Sunday, 22 June 2014

Surat dari Kegelapan



Post:  04/18/2005 Disimak: 286 kali
Cerpen: Abidah El Khalieq
Sumber: Republika,  Edisi 04/17/2005

Ia mencintai bayang-bayang. Di setiap sudut kegelapan, auranya bernyanyi melantunkan kesedihan. Air matanya pergi mengalir ke celah-celah batu dan patahan kayu ranting yang berguguran. Kepada angin ia bercerita. Kepada sunyi ia bercerita. Kepada ombak ia bercerita. Kepada dunia ia bercerita. Tentang langit yang ingin menyatu di telapak tangannya. 1945.
1948.

Ia menghitung dengan jari-jarinya yang hitam dan retak, hingga angka-angka terasa bagai gasing memutari kepalanya. Masih tak diperolehnya jawaban, tahun berapakah ini? Mukanya yang gelap, tertutupi gerai rambut, terdengar mengurai air mata. Tetapi tak ada tetes yang jatuh. Ia hanya terduduk menangis. Mencoba dan mencoba lagi menghitung. Sekejap bayangan ombak berusaha menggapai awan, ia mengangkat tangan di atas matanya seolah kesilauan memandang angkasa. Laut hilang! Tiba-tiba ia menyadari hal itu. Ia yakin ada laut di sana tadi, tetapi mengapa kini tak ada?


Dinding hitam tinggi menjulang bergerak meliuk melahap tubuhnya. Menggulung-gulung. Jauh ke dalam lingkaran. Lalu meretas seperti benang tercerabut dari jarum. Damai mengikuti alur jelujur, menyelisik setiap lekukan. Padat bergelombang, dan kadang-kadang tipis seperti dataran kolam ikan. Ayunan-ayunan berkecepatan tinggi, berputar-putar diiringi nyanyian petir dan air, sedih dan marah, menghempas dan memeluk. Jiwanya basah. Lepas. Berenang seperti embun di pusaran air. Terkadang menjelma buih putih yang mendaki dan surut merayap menyatu dalam suara angin. Memutari dunia. Melihat hamparan-hamparan kenangan membentuk permadani peristiwa.

Sebuah lukisan biru bergerak kemalu-maluan di bawah cahaya matahari dari balik bukit-bukit dan hutan-hutan perawan berjajar harum menyegarkan. Jalan tanah yang retak dan berkerikil, redam dalam kelengangan tiba-tiba menguapkan kesesakan. Rakyat Aceh dari berbagai penjuru berlari mengelilingi iringan mobil kenegaraan yang berhenti tiba-tiba. Nampak ayah bergabung dalam kerumunan namun kemudian kembali ke rumah sambil berteriak memanggil gadis kecilnya dan menyuruhnya mengambilkan gelas karena Sang Presiden ingin minum air matang dingin sebelum berpidato, sementara seorang polisi negara yang kebetulan lewat hanya membawa veldvles bekal minumnya.

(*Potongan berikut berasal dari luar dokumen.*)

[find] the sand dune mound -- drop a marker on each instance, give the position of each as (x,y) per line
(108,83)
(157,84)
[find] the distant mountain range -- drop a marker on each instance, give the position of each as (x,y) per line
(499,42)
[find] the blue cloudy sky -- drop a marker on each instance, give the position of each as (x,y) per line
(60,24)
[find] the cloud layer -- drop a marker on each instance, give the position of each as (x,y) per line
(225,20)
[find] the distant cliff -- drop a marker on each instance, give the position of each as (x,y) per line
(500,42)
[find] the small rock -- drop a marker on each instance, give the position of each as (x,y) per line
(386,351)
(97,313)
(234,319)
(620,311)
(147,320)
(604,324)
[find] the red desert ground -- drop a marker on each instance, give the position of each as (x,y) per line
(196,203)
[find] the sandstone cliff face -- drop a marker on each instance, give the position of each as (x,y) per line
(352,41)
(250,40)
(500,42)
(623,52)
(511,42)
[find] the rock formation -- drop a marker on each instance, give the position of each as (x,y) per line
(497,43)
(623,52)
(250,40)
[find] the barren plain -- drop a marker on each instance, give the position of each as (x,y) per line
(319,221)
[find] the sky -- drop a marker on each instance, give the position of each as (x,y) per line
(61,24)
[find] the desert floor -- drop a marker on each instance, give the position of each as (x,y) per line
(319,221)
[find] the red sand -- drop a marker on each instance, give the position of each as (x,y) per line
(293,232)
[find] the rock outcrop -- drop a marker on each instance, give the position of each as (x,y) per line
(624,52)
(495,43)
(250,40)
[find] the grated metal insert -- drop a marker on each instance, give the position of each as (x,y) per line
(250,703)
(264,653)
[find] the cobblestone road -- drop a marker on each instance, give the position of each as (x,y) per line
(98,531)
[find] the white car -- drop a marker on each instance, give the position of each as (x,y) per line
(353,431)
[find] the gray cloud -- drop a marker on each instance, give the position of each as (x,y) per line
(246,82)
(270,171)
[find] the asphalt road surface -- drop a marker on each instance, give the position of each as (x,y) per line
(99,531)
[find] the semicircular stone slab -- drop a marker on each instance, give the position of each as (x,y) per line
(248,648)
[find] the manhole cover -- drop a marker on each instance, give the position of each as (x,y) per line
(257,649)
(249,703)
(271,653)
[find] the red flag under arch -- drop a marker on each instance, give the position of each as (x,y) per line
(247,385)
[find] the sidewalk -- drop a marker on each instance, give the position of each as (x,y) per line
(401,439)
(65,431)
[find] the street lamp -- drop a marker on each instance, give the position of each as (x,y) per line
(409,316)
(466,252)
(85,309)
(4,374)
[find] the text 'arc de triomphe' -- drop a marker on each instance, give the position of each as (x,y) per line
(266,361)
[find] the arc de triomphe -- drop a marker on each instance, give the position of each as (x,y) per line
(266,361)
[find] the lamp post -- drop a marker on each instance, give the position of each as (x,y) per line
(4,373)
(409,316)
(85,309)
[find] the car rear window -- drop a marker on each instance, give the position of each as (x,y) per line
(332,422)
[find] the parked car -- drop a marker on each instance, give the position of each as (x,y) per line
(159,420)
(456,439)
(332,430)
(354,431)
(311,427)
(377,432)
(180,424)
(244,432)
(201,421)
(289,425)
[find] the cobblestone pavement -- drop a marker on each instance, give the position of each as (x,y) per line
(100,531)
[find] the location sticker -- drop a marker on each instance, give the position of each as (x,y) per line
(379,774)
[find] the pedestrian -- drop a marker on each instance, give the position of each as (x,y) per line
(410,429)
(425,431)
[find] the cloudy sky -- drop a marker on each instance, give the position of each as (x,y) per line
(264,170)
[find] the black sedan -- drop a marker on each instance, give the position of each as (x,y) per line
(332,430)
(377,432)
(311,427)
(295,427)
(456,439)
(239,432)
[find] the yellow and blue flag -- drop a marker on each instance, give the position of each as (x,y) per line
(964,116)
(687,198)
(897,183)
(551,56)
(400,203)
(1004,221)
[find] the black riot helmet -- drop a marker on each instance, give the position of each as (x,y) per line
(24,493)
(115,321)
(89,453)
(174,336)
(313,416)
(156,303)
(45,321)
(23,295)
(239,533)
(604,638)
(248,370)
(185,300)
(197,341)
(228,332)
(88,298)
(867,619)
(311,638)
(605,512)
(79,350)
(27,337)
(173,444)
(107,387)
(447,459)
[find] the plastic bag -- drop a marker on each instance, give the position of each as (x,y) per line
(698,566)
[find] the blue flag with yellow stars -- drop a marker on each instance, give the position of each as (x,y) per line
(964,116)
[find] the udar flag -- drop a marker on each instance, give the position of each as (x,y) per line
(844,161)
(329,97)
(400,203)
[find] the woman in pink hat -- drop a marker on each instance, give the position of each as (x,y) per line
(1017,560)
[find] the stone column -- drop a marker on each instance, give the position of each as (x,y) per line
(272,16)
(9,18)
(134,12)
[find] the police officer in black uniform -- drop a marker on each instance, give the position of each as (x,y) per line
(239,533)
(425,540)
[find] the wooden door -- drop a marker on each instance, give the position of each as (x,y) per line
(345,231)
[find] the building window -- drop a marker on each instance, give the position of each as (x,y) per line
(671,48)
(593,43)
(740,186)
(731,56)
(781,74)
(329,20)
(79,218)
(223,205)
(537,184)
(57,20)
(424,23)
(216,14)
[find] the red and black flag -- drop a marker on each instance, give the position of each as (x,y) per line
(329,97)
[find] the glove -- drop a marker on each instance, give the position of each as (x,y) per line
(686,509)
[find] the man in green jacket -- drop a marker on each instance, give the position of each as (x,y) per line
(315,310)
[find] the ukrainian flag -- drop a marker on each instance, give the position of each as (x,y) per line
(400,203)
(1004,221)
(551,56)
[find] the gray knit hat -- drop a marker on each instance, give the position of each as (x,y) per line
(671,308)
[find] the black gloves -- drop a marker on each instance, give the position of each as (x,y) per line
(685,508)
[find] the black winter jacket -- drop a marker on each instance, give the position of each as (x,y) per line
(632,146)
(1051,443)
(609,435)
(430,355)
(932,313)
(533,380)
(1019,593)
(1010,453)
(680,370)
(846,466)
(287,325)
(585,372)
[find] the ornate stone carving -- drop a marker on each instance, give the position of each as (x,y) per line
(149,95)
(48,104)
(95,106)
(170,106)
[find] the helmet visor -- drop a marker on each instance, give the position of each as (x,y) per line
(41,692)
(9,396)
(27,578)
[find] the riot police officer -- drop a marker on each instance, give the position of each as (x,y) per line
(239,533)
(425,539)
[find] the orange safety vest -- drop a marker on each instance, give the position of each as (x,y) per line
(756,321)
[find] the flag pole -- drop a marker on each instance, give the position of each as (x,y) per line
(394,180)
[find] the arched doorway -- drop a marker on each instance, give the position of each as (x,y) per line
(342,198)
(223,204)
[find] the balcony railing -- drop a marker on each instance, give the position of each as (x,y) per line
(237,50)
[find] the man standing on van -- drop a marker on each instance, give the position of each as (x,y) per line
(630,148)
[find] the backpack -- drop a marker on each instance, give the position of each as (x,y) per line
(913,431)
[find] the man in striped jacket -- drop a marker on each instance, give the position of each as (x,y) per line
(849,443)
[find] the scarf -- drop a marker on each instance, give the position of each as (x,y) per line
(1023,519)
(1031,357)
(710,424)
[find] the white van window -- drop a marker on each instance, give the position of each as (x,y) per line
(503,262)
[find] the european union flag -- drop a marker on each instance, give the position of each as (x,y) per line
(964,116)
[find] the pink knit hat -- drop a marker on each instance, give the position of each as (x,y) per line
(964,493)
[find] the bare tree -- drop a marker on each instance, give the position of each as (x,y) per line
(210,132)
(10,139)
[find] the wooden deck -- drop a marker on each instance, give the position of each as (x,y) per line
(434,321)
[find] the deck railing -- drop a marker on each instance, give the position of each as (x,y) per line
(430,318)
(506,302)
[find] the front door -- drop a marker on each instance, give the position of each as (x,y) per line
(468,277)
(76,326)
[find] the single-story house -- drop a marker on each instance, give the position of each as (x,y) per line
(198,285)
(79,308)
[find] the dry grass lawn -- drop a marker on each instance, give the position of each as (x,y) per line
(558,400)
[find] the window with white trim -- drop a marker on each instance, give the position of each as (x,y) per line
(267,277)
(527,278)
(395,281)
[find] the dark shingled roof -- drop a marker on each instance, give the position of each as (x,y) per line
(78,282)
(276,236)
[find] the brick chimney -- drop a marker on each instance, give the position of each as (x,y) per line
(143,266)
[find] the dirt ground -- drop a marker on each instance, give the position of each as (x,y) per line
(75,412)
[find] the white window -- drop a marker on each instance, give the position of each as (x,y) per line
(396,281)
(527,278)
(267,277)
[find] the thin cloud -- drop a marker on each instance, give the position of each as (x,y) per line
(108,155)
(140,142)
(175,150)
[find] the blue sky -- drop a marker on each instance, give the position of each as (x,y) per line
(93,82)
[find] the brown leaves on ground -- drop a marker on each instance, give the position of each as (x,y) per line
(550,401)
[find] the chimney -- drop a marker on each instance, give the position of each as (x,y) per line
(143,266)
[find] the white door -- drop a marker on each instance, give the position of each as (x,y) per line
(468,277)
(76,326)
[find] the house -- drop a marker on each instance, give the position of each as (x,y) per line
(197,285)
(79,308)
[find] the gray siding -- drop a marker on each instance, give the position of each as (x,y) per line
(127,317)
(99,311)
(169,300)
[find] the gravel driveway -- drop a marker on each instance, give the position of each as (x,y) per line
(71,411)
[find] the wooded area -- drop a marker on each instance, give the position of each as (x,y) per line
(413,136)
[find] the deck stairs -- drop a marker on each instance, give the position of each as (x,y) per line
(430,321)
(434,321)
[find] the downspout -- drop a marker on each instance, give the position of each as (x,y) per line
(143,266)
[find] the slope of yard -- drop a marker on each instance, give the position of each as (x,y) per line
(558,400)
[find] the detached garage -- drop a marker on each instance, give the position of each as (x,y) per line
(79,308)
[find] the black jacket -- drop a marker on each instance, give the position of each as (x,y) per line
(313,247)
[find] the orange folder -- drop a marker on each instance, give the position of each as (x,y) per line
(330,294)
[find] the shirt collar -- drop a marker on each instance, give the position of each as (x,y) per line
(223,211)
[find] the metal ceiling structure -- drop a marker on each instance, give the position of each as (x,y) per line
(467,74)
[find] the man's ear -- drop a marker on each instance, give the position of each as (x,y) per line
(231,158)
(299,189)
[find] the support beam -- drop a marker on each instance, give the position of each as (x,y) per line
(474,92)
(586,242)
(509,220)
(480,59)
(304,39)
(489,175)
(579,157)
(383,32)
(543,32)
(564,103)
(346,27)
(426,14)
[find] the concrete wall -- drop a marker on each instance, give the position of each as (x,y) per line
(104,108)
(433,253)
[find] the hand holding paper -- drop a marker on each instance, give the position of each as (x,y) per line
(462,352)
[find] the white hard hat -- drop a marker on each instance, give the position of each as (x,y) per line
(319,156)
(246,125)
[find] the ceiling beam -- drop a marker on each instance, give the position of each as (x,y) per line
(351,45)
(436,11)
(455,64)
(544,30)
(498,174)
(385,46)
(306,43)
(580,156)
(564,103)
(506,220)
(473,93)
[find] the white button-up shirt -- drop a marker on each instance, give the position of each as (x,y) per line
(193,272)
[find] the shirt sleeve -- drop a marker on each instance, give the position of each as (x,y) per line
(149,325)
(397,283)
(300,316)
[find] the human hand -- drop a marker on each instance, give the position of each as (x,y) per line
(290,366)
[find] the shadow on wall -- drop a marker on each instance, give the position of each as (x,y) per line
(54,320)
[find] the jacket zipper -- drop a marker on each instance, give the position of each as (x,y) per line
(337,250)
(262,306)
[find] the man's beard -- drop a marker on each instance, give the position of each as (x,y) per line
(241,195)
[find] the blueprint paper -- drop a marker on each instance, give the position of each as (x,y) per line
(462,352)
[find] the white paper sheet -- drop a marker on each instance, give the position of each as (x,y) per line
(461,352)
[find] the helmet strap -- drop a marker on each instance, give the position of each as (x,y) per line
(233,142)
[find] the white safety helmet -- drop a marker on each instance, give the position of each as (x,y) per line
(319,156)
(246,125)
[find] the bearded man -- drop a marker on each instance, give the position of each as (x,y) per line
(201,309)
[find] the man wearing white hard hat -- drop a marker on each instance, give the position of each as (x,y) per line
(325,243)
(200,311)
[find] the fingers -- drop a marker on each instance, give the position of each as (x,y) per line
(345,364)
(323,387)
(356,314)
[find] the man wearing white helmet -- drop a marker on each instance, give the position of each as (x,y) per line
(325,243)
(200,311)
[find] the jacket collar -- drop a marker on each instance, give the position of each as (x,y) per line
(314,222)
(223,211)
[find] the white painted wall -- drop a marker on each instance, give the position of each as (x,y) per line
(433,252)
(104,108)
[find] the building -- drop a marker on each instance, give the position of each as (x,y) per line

Ia segera bergegas dengan riang gembira membawa sebuah gelas bersih. Matanya mengintip pada cercah senyum wajah itu yang kini mengarah kepada dirinya. Ia beringsut dengan wajah memerah dan gugup, memilin-milin kerudungnya hingga melayang terjatuh ke tanah. Wajahnya semakin merah. Tanpa sepatah kata, diserahkannya gelas kosong itu pada ayah dengan mata mencoba bersembunyi.
1953.

Kelopak-kelopak malam merekah dalam gemerisik kesunyian. Di kerumunan angin yang melengking, suara-suara berpendar dalam kegelapan, mengaliri arus mimpi yang berdesir. Menjulur ke pantai, berlari memasuki hutan-hutan dan berdesahan napas di rerimbunan semak. Ia terengah-engah, mengusap keringat di wajahnya. Sinar bulan jatuh melalui celah ke tengah telapak tangan yang basah. Basahan itu berwarna darah. Matanya membeliak. Meraba seluruh basah yang mengaliri tubuh. Pakaiannya koyak-koyak dalam linangan darah pekat dan segar. Rasa perih merobek-robek pipi, dan kemaluan. Ia terengah-engah. Terus terengah-engah. Tak mampu mengusung jeritan. Lantas tersentak dan membuka mata. Gelap. Namun dirasakannya hamparan nyaman kain ranjang dan selimut sarung.

Rasa aman kembali mengalun di dunia yang meninggalkan khayalinya. Lambat dan demikian perlahan labirinnya termasuki suara-suara nyata. Suara ayah, dan beberapa pria, penuh amarah dengan nada yang ditekan-tekan karena khawatir tertampung belahan malam. Setiap kata yang bergulir seperti mainan ombak di waktu subuh, mendesak dan menghilang. Ia mendengar seseorang sedikit berteriak tentang Dakota, hingga dibenaknya terlintas bayangan pesawat itu suatu masa melintasi awan-awan di atas rumahnya, dan Presiden yang tampan itu melambai-lambaikan tangan kepadanya.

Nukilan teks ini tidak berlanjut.